This distinction, so clear in principle, is with great difficulty preserved in application. It is impossible, and indeed a priori impossible, to set one’s finger upon an instance where γένεσις is to be observed separable from some other kind of change. For whenever a change is observable, an αἰσθητὸν ὑποκείμενον 6 is present, and γένεσις is that kind of change which takes place when we confess a gap: where we apprehend an identity, but are unable to trace a process. Where are γενέσεις to be found? ἄνθρωπος ἄνθρωπον γεννᾷ. 7 It does not matter whether we assume that the γένεσις was instantaneous or occupied a period of time: it does not matter, that is, whether we find a moment without the phenomenon of αὔξησις or of ϕορά, 8 of nutrition or of the combination of particles. There is a novelty– thisman–the existence of which neither spatial movement nor nutrition is adequate to explain. This novelty is γένεσις.

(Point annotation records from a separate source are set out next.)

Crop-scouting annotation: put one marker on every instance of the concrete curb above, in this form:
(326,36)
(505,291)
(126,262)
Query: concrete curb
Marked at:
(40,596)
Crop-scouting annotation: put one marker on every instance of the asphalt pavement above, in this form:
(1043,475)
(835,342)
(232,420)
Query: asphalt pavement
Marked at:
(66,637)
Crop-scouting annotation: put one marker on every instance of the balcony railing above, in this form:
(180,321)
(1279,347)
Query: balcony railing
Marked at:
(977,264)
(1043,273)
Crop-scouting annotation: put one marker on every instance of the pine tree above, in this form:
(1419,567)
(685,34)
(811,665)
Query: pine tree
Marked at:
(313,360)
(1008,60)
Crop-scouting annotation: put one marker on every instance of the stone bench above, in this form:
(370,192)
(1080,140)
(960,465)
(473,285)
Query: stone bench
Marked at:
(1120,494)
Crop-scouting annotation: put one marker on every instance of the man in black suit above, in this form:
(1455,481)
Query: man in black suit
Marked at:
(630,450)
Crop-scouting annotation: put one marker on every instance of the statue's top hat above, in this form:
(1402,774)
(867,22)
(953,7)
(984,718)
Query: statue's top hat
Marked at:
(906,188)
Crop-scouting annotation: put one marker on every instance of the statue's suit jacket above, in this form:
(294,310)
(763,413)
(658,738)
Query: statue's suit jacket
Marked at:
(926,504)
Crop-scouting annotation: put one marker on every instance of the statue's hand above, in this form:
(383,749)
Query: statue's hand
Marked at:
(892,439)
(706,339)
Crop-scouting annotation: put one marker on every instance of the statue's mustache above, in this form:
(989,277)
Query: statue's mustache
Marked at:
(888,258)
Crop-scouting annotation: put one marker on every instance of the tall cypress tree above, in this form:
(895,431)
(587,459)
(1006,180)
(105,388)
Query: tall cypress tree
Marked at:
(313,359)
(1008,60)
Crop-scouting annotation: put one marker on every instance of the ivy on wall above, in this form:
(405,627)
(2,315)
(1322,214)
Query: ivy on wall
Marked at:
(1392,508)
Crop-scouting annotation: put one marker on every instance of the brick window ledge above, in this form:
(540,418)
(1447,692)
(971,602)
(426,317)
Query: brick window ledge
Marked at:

Aristotle insists that this γένεσις is never actually the production of something out of nothing–an hypothesis exceedingly offensive to reason, but indeed so far as there is γένεσις at all, this is what it is. There is always a continuity of material, and what such continuity amounts to is a continuity of appearances. Were there an identityof material, it would be an identity abstractible in thought; but the material in γένεσις is unformed; material, therefore, which is incapable of preserving identity. It will have no character which is not present to perception; and what is present is the continuity of the appearances.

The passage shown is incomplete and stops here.